For most former CFL players, this might be an unusual post-career path as unlikely as the retired NHL stars competing on (and judging) CBC's Battle of the Blades. For Westwood, though, this could be seen as relatively normal compared to some of the other stunts he's pulled over the years. He's also tried professional boxing, tap dancing and radio, and he even posed nude (fortunately with a strategically-placed cowboy hat) for the Sun. He's had a successful music career both in the band Eagle and Hawk and on his own as Little Hawk, winning a pair of Canadian Aboriginal Music Awards in 2005 and earning a Juno nomination in 2008. He's played ringette, he briefly wrote a sports column for the Sun, and he even finished second to wrestler Chris Jericho in a 2000 survey to determine "Manitoba's sexiest man". You can see a gallery of some of his most memorable moments here.
Westwood (pictured at right in game action last season) might be best remembered for his role in starting one of the CFL's greatest rivalry games, the classic "Banjo Bowl" between Saskatchewan and Winnipeg.

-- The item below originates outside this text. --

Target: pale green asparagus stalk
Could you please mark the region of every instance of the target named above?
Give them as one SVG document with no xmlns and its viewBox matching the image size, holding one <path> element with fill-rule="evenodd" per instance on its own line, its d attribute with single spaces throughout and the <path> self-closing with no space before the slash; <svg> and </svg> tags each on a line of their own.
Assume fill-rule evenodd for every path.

Before a 2003 playoff game against the Roughriders, Westwood called people from Regina "a bunch of banjo-pickin' inbreds" and later offered a mock apology, saying "the vast majority of the people in Saskatchewan have no idea how to play the banjo." That only added fuel to the already-hot flames of the rivalry between the two teams, and the embracing of the moniker has made the game an always-interesting date on the CFL calendar. Westwood should get plenty of credit for that, even if that probably wasn't what he had in mind when he made the initial comments.
Wipeout seems like a pretty good fit for Westwood's quirky personality. It started in the U.S. in 2008, and it features contestants going through a crazy obstacle course that has plenty of potential for spills, pain, mud and soakings. Some of the more notable obstacles have included mud pits, mechanical boxing gloves, rotating logs and rubber boat fenders. Here's video highlights from the U.S. show that demonstrate what Westwood might be up against:
Westwood's training as a professional athlete might help in this one, but he's up against some stiff competition. According to the Sun's story, 260 different people will be competing on the Canadian version of the show, which will air on TVTropolis this coming spring. Most of them probably won't have Westwood's experience in professional sports, but I'd imagine many of them will also be younger than his 43 years. Still, there are more reasons to root for him than just his CFL connection; Westwood told the Sun he'd donate the $50,000 prize money to the Manitoba Association of Women's Shelters if he wins. That's a classy move from one of the league's most unique characters, and it might even convince "banjo-picking" fans to cheer for him here.